Quando passammo accanto ad Aiden, mi strinse a sé.
-Ed io che pensavo che fosse Claire la capo stronza in carica- dissi.
-E invece è Amanda- disse Dylan.
-No, sei tu- scherzai.
Lui rise.
-Effettivamente starei bene con l'uniforme da cheerleader- continuò scherzando.
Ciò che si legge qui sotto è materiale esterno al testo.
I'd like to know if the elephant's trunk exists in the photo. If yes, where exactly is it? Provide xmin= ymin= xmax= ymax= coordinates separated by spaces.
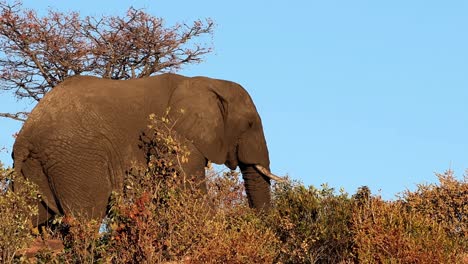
xmin=239 ymin=165 xmax=271 ymax=211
-Ti prego, toglimi quest'immagine dalla mente- risposi ridendo.
-Sì è vero, sta meglio a te- disse.
Io lo guardai con un sorrisetto.
-Lo so, lo so- risposi.
Lui mi baciò la mano che stringeva, continuando a camminare.
-Ah, ma dove mangiamo?- chiesi poi, sentendo il mio stomaco brontolare.
-Non saprei, ci dovrebbe essere un camioncino che vende hot dog qui in giro- disse.
Lo guardai confusa.
-Scherzo, ho prenotato al Beach Chalet Brewery-
Lo guardai come se fosse pazzo.
Era il ristorante più costoso del parco.
-Stai scherzando? Una cena lì costa un occhio della testa-
-Non è un problema, pago io-
Tenni a mente di mettergli in tasca dei soldi a fine serata, sapevo già che non mi avrebbe fatto pagare.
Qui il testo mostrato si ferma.